Yes, the modelling tools will need to be fleshed out and there are a few kinks to be worked out with some fundamental parts of the system, but the platform onto which something truly interesting can be built, is there and in place.

Onshape is causing a stir in the 3D CAD and rightly so. There’s much to be very excited about.

At present, it probably won’t suit the majority of our readers, as they tend to be at the upper end of the geometry creation spectrum, but if you’re working on forms that can be modelled with a limited toolset and can live without drawings, then it might just do it.

But let’s be clear here — just because Onshape doesn’t provide those tools now, don’t get fixated on that fact, and keep up to date with its developments.

There’s an incredible team behind the tool, they’re well funded and there’s the potential to build something remarkable here that solves many users’ needs. And at a cost that’s dramatically lower on a monthly basis than almost anything else out there.


To read our 6 month update to this review, click here.

Onshape & mobile: What’s out there & what’s coming?

One of the benefits that Onshape and its browser based way of working is that you can fire up any suitable browser and get to work straight away.
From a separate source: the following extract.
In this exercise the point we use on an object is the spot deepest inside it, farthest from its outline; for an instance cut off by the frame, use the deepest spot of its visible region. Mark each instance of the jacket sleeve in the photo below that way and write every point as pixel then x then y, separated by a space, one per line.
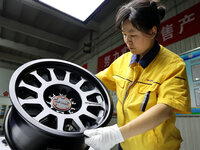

And of course, that’s not just restricted to PCs and Macs.

Onshape on the iPad and iPhone is configured for multi-touch

The browsers on mobile devices typically should work as well. But of course, in this day and age, an app(lication) is all the rage, so the team have those in place as well. There’s also the issue that a desktop solution isn’t ideal for a touch and multi-touch focussed device.

At launch, Onshape is looking at Apple iOS devices for its first apps. Whether you’re running it on an iPad or an iPhone, the experience is much the same — a specialised interface (rather than the browser version which isn’t necessarily suited to a multi- touch-based interaction method).

Download it from the Apple Store and log-in. What you’ll get is a version of the Onshape user interface that is suited to the touch based and smaller form factor nature of such devices.

Commands and operations are tucked away when needed (this is particularly key on the iPhone version as screen real estate is limited) but you’ll get to grips with it quickly enough.

Whenever anyone releases a mobile app, particularly in the design and engineering space, you’ll find that the Apple variants come first.

Why is that? Because vendors know that their community favours Apple products — that information is immediately available at the click of a mouse (thank Google Analytics for that). So, it makes sense to get Apple on the street first, then follow up with Android.

Android is coming soon

Onshape have, at the moment, just the apps for iOS devices but we’re told that Android support is coming and, of course, in the meantime it’ll run in the browser anyway.